Asian Shares Mostly Fall Wednesday

TOKYO (AP) -- Asian benchmarks mostly slipped Wednesday as technology shares in the region echoed a similar drop in the sector on Wall Street.

Japan's benchmark Nikkei 225 inched up 0.1% to finish at 29,332.16. Australia's S&P/ASX 200 dipped 0.3% to 7,565.80. South Korea's Kospi dropped 1.3% to 2,950.71. Hong Kong's Hang Seng shed 1.3% to 22,985.05, while the Shanghai Composite lost 1.0% to 3,596.03.

Worries continue about COVID-19, as reports of the more contagious omicron keep growing in the region.

In Japan, many people are not heeding warnings to take precautions and crowds have been out at levels close to pre-pandemic levels in Tokyo, where booster shots have barely gotten started. Prime Minister Fumio Kishida has promised to speed them up, starting with medical professionals.

"The region may continue to see increasing omicron virus spreads ahead, but recent manufacturing PMIs seem to be holding up for now. The risk may lie in any further restriction measures, which could cloud the services sector outlook, along with disruption to supply chains," said Yeap Jun Rong, market strategist at IG in Singapore, referring to purchasing manager indexes, an economic indicator on the manufacturing and service sectors.

Analysts expect trading in Asia to stay choppy for some time. Reported daily COVID-19 cases are still small, compared to Europe and the U.S. But the surges are coming quickly, topping 1,000 in Japan recently.

Expert opinion is divided among those who think omicron may set off fewer serious illness and those who advise more caution. Any restrictions on business activity will be sure to weigh on the recovery that all nations are counting on to happen soon.

"Global markets seem to be writing off Omicron as an existential threat, with some suggesting that the Omicron variant represents the ?last hurrah' for Covid. Let's hope they are right. But there may still be a final hit to activity in Asia before we can return to a semblance of normality," said Robert Carnell, regional head of research Asia-Pacific at ING.

The slide in technology stocks left the S&P 500 slightly lower on Wall Street on Tuesday, even as the Dow Jones Industrial Average marked another all-time high.

The S&P 500 slipped 0.1% to 4,793.54, while the tech-heavy Nasdaq composite fell 1.3% to 15,622.72 after a day of choppy trading. The Dow rose 0.6% to 36,799.65, thanks partly to solid gains by Caterpillar and JPMorgan Chase, which rose 5.4% and 3.8%, respectively.

The Russell 2000 index fell 0.2%, to 2,268.87.

Banks were among the biggest gainers as bond yields rose, pushing the yield on the 10-year Treasury to 1.65% from 1.63% late Monday. The yield was at 1.51% on Friday. When investors sell bonds their prices fall and their yields rise.

Stocks got 2022 off to a good start Monday, with the S&P 500 and Dow setting new highs. A mix of economic data and corporate quarterly earnings reports should give investors some insight into the impact that the coronavirus pandemic and persistently rising inflation are having on companies and consumers.

The job market will be a major focus for investors, starting with the Labor Department's jobs report for December, which will be released Friday.
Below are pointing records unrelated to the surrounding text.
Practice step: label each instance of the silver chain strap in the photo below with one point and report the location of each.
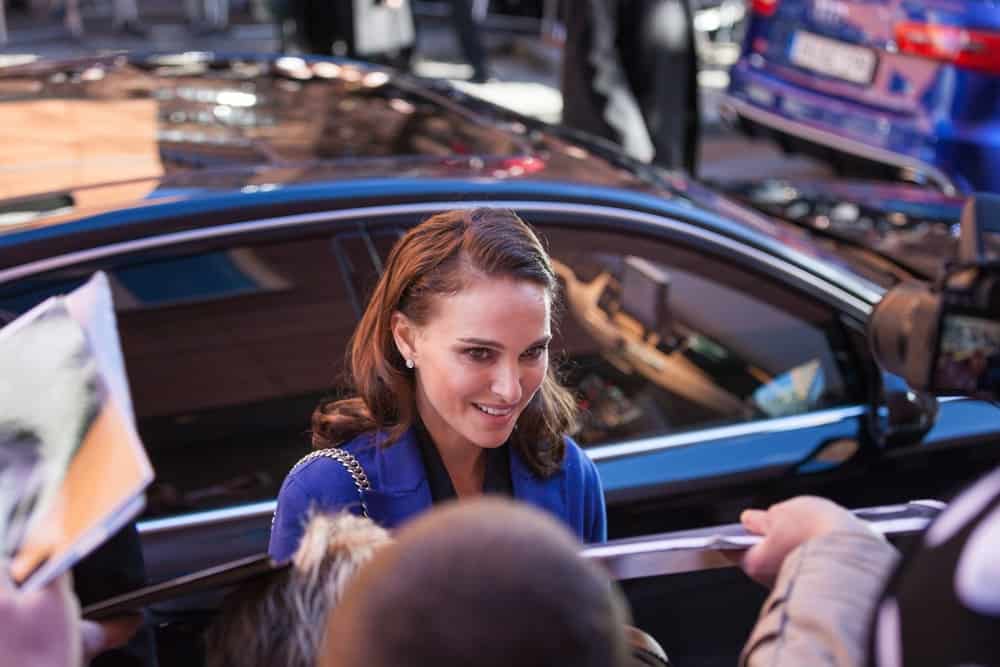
(351, 465)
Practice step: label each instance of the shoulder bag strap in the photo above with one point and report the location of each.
(351, 465)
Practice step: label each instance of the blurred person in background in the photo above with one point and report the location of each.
(487, 583)
(42, 628)
(280, 619)
(629, 74)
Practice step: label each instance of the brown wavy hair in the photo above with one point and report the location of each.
(437, 258)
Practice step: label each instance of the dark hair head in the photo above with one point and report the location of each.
(483, 582)
(438, 258)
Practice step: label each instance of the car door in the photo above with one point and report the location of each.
(229, 345)
(722, 386)
(231, 340)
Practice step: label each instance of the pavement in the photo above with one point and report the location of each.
(525, 67)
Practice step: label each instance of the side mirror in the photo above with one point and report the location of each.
(903, 416)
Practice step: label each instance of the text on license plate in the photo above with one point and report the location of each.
(833, 58)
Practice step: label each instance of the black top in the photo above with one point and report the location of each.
(496, 480)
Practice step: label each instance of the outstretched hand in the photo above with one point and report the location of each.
(787, 525)
(44, 627)
(40, 627)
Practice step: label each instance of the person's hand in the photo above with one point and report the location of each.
(787, 525)
(40, 627)
(101, 636)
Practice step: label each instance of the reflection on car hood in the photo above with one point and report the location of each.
(915, 227)
(110, 132)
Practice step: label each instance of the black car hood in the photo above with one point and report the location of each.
(916, 228)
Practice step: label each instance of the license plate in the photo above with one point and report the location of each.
(828, 56)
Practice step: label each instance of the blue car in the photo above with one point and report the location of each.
(906, 89)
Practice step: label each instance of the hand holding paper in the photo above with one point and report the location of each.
(72, 467)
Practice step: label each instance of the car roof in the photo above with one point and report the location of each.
(119, 148)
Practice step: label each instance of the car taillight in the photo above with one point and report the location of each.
(969, 49)
(764, 7)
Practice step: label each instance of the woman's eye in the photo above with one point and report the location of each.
(535, 352)
(479, 353)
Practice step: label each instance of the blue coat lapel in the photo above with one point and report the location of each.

Some sectors of the economy are still struggling, especially with supply chain problems. Growth in manufacturing slowed in December to an 11-month low, according to The Institute for Supply Management, a trade group of purchasing managers. The organization will release its December report for the service sector on Thursday.
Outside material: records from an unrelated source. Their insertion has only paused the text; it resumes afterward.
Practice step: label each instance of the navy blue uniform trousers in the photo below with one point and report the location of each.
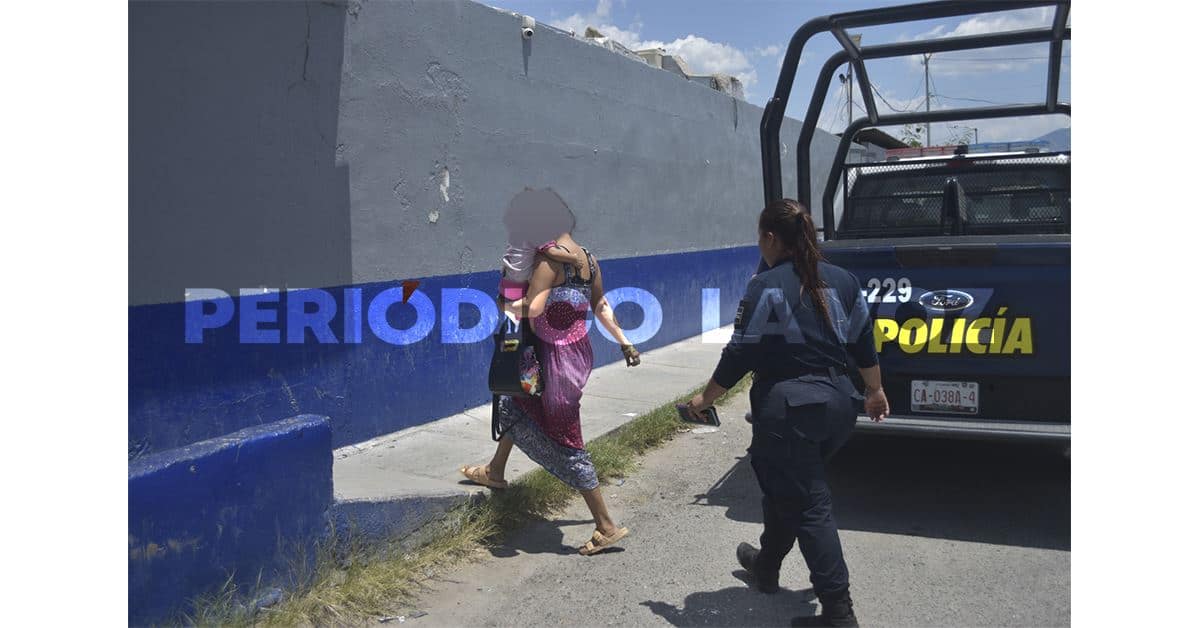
(798, 425)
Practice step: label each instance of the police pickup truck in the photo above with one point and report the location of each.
(964, 257)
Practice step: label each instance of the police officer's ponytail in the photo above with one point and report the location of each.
(791, 221)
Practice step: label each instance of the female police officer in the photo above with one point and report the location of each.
(795, 328)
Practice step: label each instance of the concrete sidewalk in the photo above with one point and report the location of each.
(393, 485)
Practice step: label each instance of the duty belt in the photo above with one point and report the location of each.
(829, 371)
Investors are also anticipating the minutes from the Federal Reserve's latest policy meeting in December, set for release on Wednesday.
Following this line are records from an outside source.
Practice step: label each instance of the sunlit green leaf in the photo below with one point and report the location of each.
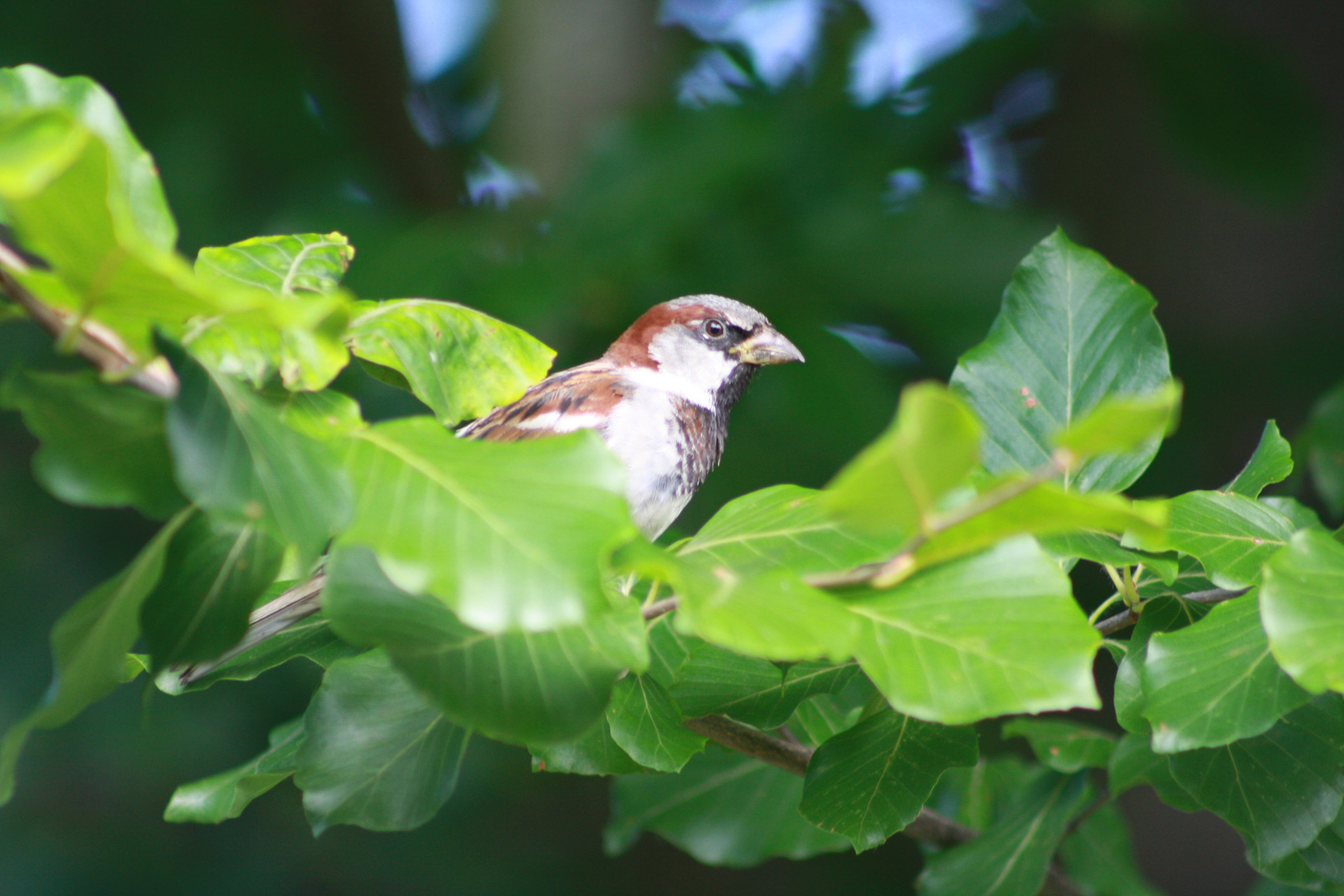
(101, 445)
(212, 575)
(894, 485)
(647, 724)
(723, 809)
(375, 754)
(1272, 462)
(986, 635)
(533, 688)
(507, 535)
(1011, 856)
(225, 796)
(1215, 681)
(1303, 610)
(457, 360)
(1230, 533)
(1278, 789)
(1064, 746)
(90, 644)
(713, 680)
(871, 781)
(1071, 332)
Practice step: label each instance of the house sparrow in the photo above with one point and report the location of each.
(659, 397)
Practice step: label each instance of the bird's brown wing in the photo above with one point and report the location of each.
(580, 398)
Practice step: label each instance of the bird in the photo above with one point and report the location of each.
(660, 399)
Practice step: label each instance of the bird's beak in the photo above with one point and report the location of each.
(767, 347)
Walgreens, Constellation Brands and Conagra report their latest quarterly earnings on Thursday.

In energy trading, U.S. benchmark crude fell 8 cents to $76.91 a barrel in electronic trading on the New York Mercantile Exchange. It gained 91 cents to $76.99 a barrel on Tuesday. Brent crude, the international standard, fell 6 cents to $79.94 a barrel.

In currency trading, the U.S. dollar edged down to 116.00 Japanese yen from 116.16 yen. The recent dollar's range against the yen is at a five-year high, and a cheaper yen can work as a plus for Japan's giant exporters. The euro cost $1.1299, up from $1.1286.